Interactions of plasminogen and fibrinogen with model silica glass surfaces: Adsorption from plasma and enzymatic activity studies

Abstract

The adsorption of fibrinogen and plasminogen from plasma to silica glass, sulfonated silica glass, and lysinederivatized silica glass has been investigated. The data indicate that the sulfonated material has a high affinity for both fibrinogen and plasminogen, but that the ratio of plasminogen to fibrinogen is greater on the lysinederivatized surface. The adsorption data also suggest plasminogen as a possible contributor to the fibrinogen Vroman effect, whereby initially adsorbed fibrinogen is displaced from the surface.
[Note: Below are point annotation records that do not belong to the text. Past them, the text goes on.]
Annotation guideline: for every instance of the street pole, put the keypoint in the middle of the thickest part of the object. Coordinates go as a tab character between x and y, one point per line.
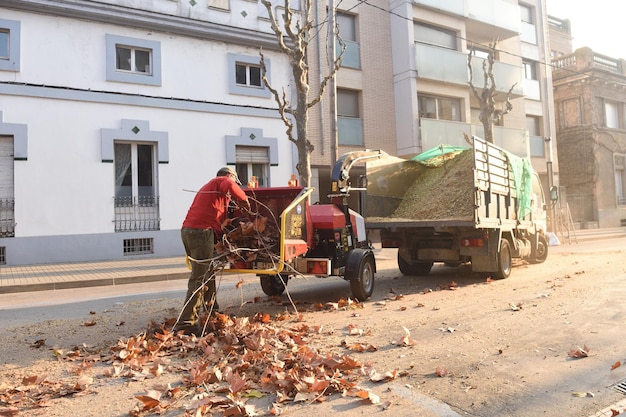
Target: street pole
333	87
550	173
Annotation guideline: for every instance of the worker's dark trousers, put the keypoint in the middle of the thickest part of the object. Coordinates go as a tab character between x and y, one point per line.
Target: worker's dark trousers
199	245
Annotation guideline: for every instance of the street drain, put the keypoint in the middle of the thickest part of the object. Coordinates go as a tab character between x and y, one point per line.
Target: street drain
620	386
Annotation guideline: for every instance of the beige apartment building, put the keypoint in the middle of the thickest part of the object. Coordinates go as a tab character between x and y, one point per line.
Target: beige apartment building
590	104
403	86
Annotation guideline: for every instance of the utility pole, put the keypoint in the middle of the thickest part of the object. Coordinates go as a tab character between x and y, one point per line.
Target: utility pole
334	152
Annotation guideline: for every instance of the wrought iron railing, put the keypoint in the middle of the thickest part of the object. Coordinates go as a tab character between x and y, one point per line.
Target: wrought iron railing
7	217
133	214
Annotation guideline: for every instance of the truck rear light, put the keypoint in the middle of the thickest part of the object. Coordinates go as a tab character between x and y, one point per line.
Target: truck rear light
318	267
473	242
390	243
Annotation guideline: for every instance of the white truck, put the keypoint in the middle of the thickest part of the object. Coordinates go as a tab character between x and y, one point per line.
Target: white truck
480	205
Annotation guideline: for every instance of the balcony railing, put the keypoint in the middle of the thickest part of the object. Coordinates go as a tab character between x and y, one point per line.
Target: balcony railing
499	18
585	59
7	217
133	214
446	65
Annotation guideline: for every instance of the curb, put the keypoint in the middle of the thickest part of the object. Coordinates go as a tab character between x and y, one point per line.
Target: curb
86	283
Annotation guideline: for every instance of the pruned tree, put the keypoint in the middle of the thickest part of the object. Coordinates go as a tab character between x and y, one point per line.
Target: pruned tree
489	112
293	33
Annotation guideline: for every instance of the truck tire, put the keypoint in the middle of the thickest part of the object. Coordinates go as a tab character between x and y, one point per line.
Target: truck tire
505	260
273	284
416	269
362	285
539	252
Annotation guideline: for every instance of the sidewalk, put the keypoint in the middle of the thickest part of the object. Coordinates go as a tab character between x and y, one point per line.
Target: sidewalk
90	274
15	279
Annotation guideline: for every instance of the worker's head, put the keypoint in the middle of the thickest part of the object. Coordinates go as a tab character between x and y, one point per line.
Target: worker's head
229	172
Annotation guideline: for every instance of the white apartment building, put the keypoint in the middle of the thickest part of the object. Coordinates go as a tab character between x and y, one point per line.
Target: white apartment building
113	112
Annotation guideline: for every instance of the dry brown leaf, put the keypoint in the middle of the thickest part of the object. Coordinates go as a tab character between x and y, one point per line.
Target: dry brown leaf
579	352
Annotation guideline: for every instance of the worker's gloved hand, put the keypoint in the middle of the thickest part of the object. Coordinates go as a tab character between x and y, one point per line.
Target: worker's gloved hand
245	205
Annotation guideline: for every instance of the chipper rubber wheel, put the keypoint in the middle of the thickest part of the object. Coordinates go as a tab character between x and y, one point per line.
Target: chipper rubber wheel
273	284
539	251
505	260
360	272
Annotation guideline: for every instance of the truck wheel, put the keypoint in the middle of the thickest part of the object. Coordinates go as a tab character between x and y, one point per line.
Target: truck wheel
505	260
539	252
417	269
362	285
273	284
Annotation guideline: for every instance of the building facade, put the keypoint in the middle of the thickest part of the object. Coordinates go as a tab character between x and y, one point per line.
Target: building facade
113	112
590	105
431	42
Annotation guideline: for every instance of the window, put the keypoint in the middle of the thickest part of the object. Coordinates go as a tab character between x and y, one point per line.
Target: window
433	35
349	123
136	200
529	30
527	14
441	108
252	161
4	44
620	182
348	32
530	70
141	246
613	115
533	124
9	45
7	187
132	60
248	74
347	26
245	75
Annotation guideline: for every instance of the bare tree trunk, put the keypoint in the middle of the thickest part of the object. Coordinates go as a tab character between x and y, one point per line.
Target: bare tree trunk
489	113
292	38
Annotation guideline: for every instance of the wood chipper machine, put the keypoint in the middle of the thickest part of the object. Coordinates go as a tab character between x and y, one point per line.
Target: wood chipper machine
284	236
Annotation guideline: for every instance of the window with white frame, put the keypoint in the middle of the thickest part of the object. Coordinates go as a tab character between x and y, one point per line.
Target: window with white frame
435	36
245	75
530	70
348	31
349	122
620	180
136	197
613	115
529	29
9	45
248	74
526	14
252	161
442	108
133	60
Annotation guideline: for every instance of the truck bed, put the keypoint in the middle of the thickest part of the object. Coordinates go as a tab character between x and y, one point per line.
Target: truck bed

The plasmin activity of plasminogen adsorbed to the lysine‐derivatized silica glass and its sulfonated precursor was assessed by both a chromogenic substrate assay and a radioimmunoassay for the plasmin cleavage product of fibrinogen, the Bβ 1–42 peptide. The data indicate that (1) the adsorbed plasminogen is not inherently plasmin‐like; (2) the enzymatic activity associated with the bound plasminogen is significantly enhanced on both surfaces in the presence of activator; and (3) in the presence of activator, the plasmin activity per mole of bound plasminogen on the lysinized material is approximately a factor of two greater than on the sulfonated material based on the chromogenic substrate assay, and a factor of four greater based on the Bβ 1–42 radioimmunoassay. The lysinized material thus exhibits several properties that are different from its sulfonated precursor. It adsorbs more plasminogen relative to fibrinogen after the Vroman peak, and this adsorbed plasminogen appears to be in a conformation that is more readily activated to plasmin. Once activated, the surface bound plasmin shows enhanced ability to cleave either a low molecular weight chromogenic substrate or a macromolecular substrate. These properties appear to be directly related to lysine residues on the surface and may be the result of specific conformational changes occurring when plasminogen engages its lysine binding sites. © 1994 John Wiley & Sons, Inc.